Once again, in retrospect, it appears that American foreign policy had been to support the Generalissimo as long as he fought the Japanese, but to do nothing that might offend the Communists at any time. For the past ten years, or more, our Government seems to have had its bets on Communism in China—if not in all Eurasia—to win. The facts are against any other conclusion, and we must, again, assume that Marshall, the President, and the State Department know what they are doing. And if they know what they are doing, they must be doing it deliberately.
From 1946 through 1948, Marshall ordered destroyed all of the reserves of ammunition earmarked for Chiang Kai-shek.
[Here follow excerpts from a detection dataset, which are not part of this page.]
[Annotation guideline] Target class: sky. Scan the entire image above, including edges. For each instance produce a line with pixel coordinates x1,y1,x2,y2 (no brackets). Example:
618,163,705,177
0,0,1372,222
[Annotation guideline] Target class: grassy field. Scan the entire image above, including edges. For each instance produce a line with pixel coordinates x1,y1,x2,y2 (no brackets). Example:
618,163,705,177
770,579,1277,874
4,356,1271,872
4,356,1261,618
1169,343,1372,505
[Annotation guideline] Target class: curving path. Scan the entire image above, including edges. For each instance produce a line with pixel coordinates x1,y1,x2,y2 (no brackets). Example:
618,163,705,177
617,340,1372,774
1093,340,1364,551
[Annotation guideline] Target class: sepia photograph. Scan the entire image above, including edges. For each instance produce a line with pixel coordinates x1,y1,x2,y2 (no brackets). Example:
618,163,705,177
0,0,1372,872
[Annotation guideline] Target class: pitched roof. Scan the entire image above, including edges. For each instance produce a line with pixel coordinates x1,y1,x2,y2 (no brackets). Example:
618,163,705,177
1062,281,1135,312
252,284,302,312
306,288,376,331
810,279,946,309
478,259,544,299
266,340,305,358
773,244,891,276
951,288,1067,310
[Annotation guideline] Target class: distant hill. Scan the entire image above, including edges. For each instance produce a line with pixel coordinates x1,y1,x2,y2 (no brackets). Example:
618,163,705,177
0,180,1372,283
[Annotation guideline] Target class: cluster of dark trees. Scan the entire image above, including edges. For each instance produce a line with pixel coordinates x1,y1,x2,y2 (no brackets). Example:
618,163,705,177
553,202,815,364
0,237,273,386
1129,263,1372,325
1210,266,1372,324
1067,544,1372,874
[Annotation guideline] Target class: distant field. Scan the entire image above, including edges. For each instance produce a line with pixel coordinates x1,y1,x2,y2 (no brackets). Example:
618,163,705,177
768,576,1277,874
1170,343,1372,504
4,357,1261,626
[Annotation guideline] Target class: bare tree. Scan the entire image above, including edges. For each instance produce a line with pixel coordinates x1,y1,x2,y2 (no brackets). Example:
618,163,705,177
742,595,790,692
These had been stored in India and could easily have been transferred to China at the end of the war in 1945. Marshall also ordered our military mission to refuse further training and aid to the Nationalist armies.
On leaving China, General Marshall was overheard to remark enthusiastically, “There is a definite liberal group among the Communist Chinese.” This particular group included China’s “Front Man,” Chou En-lai, Communist Foreign Minister since October, 1948, and his assistant, Chiao Kuan-Hua, spokesman for the Communist delegation that was entertained in late 1950 by the United Nations, and which was housed and fed at the Hotel Waldorf-Astoria in New York City.
It is not difficult to see how Marshall contributed to Chiang’s capitulation to the Communists. How can we answer for our refusal to accept the 30,000 Chinese Nationalist troops on Formosa, initially offered by the Generalissimo to the United Nations for combat in Korea or in South China? We accepted units, even token ones, from other members of the U.N., but not from Nationalist China, who is still an official member. Of course, I know the answer is couched in the language of “Peace, peace.” But Stalin will not be provoked into full-scale war until Russia is ready for it, and the danger of letting Chiang attack south China is no more than a blind.
How can we have aided the Russians more, or brought greater tragedy to ourselves than we already have by our own actions?